Erik Spangler • pastlife laptops and attic instruments (2004)
for alto saxophone, electronics, & optional live turntables
 

The laptop on which I am writing recently had a stroke. I have no idea when it will die from its internal electrical burns, but my dependence on it allows me little time to take it in for repair. The tools at our disposal are so ephemeral, every new piece of technology so ripe for obsolescence. I was able to salvage one last sound file off of my previous laptop before it crapped out. That sound made it into the mix you are about to hear (or are listening to currently). Something of this situation was in my mind from the beginning of the composition process. Digital creations have something of the impermanence of a Tibetan sand mandala. While I am caught in the web of Babylonian technology, I also aim to work in the spirit of detachment from object-grasping, using the tools at my disposal with the intention to uplift and make heads nod.

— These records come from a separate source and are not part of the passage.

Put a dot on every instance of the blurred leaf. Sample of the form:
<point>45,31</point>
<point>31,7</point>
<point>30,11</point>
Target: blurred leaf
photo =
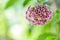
<point>57,3</point>
<point>10,3</point>
<point>56,16</point>
<point>26,2</point>
<point>42,1</point>
<point>44,36</point>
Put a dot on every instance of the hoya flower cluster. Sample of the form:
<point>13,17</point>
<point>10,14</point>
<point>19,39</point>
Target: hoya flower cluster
<point>38,15</point>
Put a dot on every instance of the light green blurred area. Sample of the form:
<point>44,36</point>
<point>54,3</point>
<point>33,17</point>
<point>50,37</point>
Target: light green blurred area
<point>14,25</point>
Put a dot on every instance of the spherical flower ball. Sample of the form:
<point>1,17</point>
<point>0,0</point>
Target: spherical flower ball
<point>38,15</point>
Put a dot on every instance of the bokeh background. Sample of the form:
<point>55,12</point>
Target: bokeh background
<point>14,26</point>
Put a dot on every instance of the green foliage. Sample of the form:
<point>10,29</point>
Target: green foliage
<point>10,3</point>
<point>26,2</point>
<point>56,16</point>
<point>42,1</point>
<point>46,36</point>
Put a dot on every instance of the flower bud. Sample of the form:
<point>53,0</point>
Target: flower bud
<point>38,15</point>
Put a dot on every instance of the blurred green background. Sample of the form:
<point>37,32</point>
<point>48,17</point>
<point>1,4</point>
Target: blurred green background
<point>14,26</point>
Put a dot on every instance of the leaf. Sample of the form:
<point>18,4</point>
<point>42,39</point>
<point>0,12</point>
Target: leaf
<point>26,2</point>
<point>10,3</point>
<point>42,1</point>
<point>56,16</point>
<point>44,36</point>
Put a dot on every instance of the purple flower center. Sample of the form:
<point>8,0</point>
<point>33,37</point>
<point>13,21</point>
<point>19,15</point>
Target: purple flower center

--tech-y section (with some aesthetic relevance)--
This piece owes its existence to an ephemeral piece of digital technology called Final Scratch. This is a program/device that allows the user to manipulate sound files, stored on a computer, through the physical interface of 2 turntables and a mixer. Using specially grooved vinyl, the computer can recognize exactly where the needle is on the record and instantly responds to any changes in speed or direction. A sound file can thus be mapped onto each turntable and controlled by normal DJ techniques, cutting the channels with the mixer. This technological circumstance suggested a creative path as follows:

  1. Compose drum patterns and bass line (assembled in Reason program), with some found-sounds mixed in.

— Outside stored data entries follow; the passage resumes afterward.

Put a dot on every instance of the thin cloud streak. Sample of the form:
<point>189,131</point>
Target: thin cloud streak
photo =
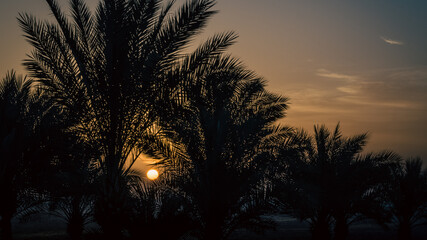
<point>392,42</point>
<point>328,74</point>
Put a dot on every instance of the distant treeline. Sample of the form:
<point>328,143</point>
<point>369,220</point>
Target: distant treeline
<point>104,88</point>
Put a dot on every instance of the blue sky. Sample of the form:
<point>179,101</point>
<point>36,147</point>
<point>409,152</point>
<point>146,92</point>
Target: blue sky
<point>361,63</point>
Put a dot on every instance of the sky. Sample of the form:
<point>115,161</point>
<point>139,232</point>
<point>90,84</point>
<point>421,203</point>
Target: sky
<point>361,63</point>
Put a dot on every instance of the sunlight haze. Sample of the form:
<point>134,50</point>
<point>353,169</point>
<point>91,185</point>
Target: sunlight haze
<point>361,63</point>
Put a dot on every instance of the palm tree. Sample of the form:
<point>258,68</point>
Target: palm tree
<point>407,197</point>
<point>14,97</point>
<point>327,183</point>
<point>221,140</point>
<point>25,115</point>
<point>107,70</point>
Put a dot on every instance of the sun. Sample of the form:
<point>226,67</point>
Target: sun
<point>152,174</point>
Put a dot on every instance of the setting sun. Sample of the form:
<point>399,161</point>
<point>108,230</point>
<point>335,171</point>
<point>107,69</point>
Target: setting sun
<point>152,174</point>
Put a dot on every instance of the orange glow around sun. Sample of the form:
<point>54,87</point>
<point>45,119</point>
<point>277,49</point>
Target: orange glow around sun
<point>152,174</point>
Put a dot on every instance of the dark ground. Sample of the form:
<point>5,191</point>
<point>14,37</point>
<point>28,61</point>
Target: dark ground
<point>287,228</point>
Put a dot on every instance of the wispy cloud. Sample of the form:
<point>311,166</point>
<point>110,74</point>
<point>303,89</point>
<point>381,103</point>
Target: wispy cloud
<point>392,42</point>
<point>328,74</point>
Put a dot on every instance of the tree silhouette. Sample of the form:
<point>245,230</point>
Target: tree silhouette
<point>327,183</point>
<point>407,197</point>
<point>107,71</point>
<point>221,134</point>
<point>26,114</point>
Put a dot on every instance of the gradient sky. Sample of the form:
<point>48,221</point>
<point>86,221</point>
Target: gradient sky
<point>361,63</point>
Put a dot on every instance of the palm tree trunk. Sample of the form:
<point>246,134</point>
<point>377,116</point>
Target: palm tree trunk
<point>6,227</point>
<point>76,222</point>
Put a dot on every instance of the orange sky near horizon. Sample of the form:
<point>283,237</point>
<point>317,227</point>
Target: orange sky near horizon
<point>361,63</point>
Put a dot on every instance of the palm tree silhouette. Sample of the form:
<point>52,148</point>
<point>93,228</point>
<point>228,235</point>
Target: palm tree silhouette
<point>107,70</point>
<point>221,134</point>
<point>407,197</point>
<point>329,179</point>
<point>23,142</point>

  2. Write out exposition of melodic material for alto saxophone, to be played over electronic mix.
  3. Record Brian playing the written out exposition plus an improvisation on the material.
  4. Cut up the recorded phrases, filtering and triggering them polyphonically over the drum patterns, bass line, etc., in the Reason program.
  5. Record additional layers by scratching with Brian’s phrases on the turntable, and additional scratch layers using freshly-recorded sounds (such as individual strata from the mix) as well as old records of John Cage, World Saxophone Quartet, etc., thus completing the playback electronic part.
  6. Compose of the full saxophone part, developed through cutting up/rearranging/extending/linking ideas from the exposition, interpolated with some material notated from Brian’s recorded improvisation (somewhat transformed). An element of live improvisation is also called for in sections of the score. Contour lines are introduced to suggest transformations of material “in the fingers” from other parts of the score, in dialogue with the electronic mix.
  7. Performance: piece may be played with electronic part as is, or, with live turntables scratching/mixing an additional improvisatory layer.